The traditional biomarkers of acromegaly show significant increase in acromegaly patients compared to HS. Similar results were reported by Farhan LO et al. [24], and Hepşen S [1]. The FBG and lipid profile show significant increase in acromegaly patients and this agreed with previous study [21, 25].

In this study the validity of Gal-3 was evaluated by ROC curve which revealed that serum Gal-3 have AUC 1.00 with sensitivity 100.0 and specificity 100.0 specific for diagnosis acromegaly.
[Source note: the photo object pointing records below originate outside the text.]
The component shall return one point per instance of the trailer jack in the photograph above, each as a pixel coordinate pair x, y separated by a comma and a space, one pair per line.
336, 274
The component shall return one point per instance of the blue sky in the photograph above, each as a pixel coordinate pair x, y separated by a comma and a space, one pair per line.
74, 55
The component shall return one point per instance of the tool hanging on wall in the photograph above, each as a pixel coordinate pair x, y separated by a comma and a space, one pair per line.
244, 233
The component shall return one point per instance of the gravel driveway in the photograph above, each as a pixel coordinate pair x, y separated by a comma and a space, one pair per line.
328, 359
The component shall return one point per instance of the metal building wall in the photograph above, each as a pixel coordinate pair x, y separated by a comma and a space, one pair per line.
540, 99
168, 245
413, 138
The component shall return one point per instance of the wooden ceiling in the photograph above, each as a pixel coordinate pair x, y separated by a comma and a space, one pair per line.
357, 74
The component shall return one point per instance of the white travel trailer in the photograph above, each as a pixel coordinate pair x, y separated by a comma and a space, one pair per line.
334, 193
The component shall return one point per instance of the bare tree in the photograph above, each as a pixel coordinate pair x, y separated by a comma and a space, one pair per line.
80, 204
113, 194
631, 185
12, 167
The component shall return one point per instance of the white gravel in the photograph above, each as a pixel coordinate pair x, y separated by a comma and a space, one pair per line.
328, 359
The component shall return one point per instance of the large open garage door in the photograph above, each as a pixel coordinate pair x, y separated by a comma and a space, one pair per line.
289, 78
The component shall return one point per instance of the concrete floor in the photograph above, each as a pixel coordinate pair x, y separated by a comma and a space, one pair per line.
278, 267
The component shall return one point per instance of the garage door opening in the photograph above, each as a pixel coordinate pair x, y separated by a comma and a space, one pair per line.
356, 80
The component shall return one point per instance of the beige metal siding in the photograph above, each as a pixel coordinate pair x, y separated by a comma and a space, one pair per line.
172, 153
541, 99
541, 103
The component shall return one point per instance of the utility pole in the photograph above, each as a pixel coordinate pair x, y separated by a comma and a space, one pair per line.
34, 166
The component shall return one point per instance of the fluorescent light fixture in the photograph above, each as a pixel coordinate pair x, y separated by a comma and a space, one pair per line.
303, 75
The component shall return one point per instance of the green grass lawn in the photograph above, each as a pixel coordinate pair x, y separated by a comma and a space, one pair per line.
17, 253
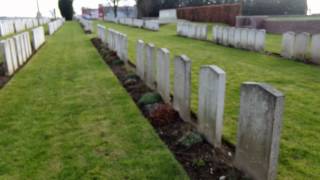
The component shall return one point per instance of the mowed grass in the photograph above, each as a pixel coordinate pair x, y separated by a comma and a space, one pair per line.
300, 150
65, 116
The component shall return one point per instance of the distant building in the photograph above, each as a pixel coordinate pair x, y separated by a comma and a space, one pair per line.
89, 13
123, 12
107, 11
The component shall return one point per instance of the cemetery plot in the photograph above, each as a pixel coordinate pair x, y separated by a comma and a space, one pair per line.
66, 108
299, 82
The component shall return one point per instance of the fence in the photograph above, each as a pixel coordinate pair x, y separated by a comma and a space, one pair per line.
192, 30
213, 13
17, 50
261, 105
11, 26
152, 25
55, 25
296, 46
87, 25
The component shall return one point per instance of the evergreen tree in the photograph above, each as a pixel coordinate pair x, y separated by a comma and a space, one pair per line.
66, 9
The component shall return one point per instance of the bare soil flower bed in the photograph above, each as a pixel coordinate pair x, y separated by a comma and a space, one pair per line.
199, 158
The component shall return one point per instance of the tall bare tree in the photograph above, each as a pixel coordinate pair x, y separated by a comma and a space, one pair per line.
115, 5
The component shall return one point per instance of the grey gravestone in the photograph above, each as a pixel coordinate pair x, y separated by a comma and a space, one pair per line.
259, 127
140, 59
211, 103
225, 36
260, 40
6, 53
251, 39
17, 42
163, 74
231, 33
244, 38
288, 40
150, 65
237, 38
315, 49
215, 34
13, 54
182, 86
301, 46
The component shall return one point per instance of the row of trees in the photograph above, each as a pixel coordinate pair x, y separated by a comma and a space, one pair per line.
250, 7
150, 8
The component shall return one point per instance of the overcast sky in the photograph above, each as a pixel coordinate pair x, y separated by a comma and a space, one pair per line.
28, 8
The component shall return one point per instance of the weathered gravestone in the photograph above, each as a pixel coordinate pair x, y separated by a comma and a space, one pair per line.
215, 34
225, 36
315, 49
182, 86
220, 34
150, 65
237, 38
244, 38
251, 39
259, 127
211, 103
23, 49
260, 40
163, 74
231, 36
288, 40
140, 59
17, 42
6, 54
13, 54
301, 46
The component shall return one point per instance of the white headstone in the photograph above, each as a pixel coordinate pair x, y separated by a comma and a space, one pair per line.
150, 68
225, 36
260, 40
140, 54
237, 38
231, 35
211, 103
6, 53
244, 38
251, 39
182, 87
259, 127
315, 49
288, 40
163, 74
301, 46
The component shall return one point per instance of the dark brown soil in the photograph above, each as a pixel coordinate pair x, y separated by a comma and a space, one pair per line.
200, 160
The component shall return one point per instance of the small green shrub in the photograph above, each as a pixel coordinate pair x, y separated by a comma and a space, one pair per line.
117, 62
149, 98
190, 139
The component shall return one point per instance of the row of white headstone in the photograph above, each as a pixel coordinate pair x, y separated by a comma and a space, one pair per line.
118, 42
192, 30
87, 24
243, 38
101, 31
261, 107
16, 51
38, 37
296, 46
55, 25
10, 26
139, 23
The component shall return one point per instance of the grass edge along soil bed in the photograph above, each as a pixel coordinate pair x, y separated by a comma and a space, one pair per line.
199, 158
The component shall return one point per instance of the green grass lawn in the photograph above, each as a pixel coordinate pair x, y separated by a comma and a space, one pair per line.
65, 116
300, 150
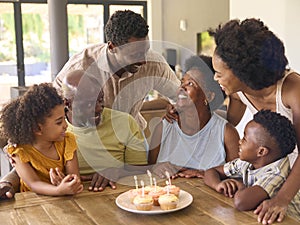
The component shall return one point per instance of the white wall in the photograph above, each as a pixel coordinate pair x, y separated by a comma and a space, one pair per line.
164, 17
281, 16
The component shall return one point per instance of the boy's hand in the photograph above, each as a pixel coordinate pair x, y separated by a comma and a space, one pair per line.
70, 185
229, 187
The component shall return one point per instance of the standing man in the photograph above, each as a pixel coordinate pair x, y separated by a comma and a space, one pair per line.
125, 66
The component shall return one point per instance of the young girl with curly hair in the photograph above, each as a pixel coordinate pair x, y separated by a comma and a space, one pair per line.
35, 127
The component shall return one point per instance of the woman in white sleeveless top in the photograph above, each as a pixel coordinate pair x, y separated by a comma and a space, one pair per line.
251, 67
200, 139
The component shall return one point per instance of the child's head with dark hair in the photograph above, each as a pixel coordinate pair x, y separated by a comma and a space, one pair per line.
279, 128
21, 117
123, 25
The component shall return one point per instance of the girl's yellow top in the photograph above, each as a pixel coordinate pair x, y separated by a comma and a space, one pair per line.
42, 164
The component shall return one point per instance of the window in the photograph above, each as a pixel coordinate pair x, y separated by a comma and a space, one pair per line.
25, 57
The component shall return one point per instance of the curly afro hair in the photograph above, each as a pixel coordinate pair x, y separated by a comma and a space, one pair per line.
280, 128
123, 25
203, 64
20, 118
253, 53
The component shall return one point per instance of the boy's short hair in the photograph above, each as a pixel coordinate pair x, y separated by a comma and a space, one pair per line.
280, 128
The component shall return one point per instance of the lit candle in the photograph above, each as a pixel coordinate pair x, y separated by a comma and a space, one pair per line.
168, 177
136, 182
154, 181
143, 188
150, 177
168, 187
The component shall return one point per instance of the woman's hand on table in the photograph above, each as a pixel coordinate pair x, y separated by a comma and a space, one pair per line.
100, 180
271, 210
190, 173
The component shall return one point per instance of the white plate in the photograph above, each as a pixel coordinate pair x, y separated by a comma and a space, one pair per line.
123, 202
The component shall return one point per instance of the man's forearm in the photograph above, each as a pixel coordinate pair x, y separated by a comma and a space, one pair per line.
13, 178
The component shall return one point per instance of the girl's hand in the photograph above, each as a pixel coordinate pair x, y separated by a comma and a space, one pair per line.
56, 176
70, 185
171, 114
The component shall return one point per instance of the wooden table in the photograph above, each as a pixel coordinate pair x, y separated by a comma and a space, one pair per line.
86, 208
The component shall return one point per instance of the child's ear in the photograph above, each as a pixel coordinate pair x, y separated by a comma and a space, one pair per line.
111, 46
38, 130
262, 151
210, 96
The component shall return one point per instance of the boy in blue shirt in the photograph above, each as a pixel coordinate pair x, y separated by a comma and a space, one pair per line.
262, 165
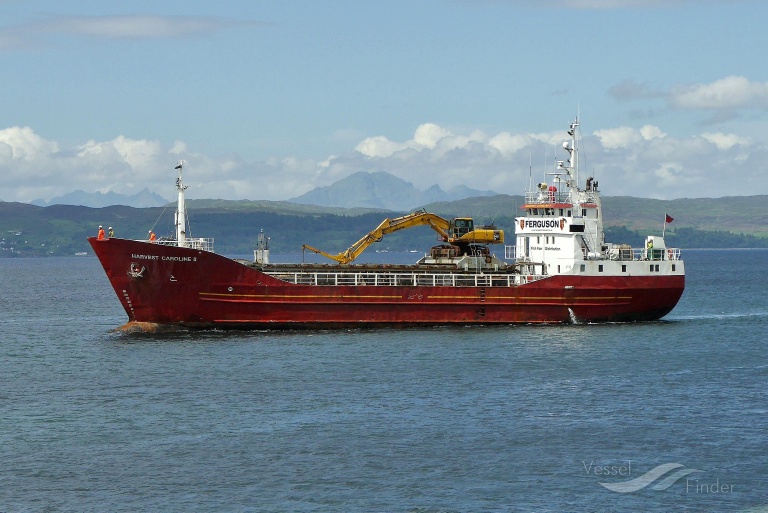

Moreover, when compare Gal-3 serum levels with traditional tests (GH and IGF-1) by DeLoongs test for correlated ROC curves show significant difference to discriminate acromegaly more accurate than traditional tests. In addition, this conclude that GAL-3 is a biomarker particularly sensitive to excess growth hormone.

There are certain limitations as the study was conducted at a single center. The number of patients, particularly serve ones, were relatively small to draw clear conclusion. In addition, given the rarity of acromegaly, the small sample size of the patients might be acceptable.

In order to prevent bias, we also used strict exclusion criteria and eliminated all patients who had renal failure, heart disease, or any inflammatory condition.

Conclusion and future directions

This study revealed that the Gal-3 is a new and effective prediction biomarker for patients with acromegaly compared with traditional tests. It may play a role in monitoring acromegaly. Gal-3 is a promising biomarker to diagnose acromegaly with high sensitivity and specificity. Its close association with GH secretory status and status make it a helpful tool, particularly in cases where measurements of GH and IGF-I provide discrepant information.

However, a larger study is needed to confirm these findings particularly in newly diagnosed acromegaly particularly those with CVD. Prospective studies should look into whether this can be used to enhance long-term outcome prediction.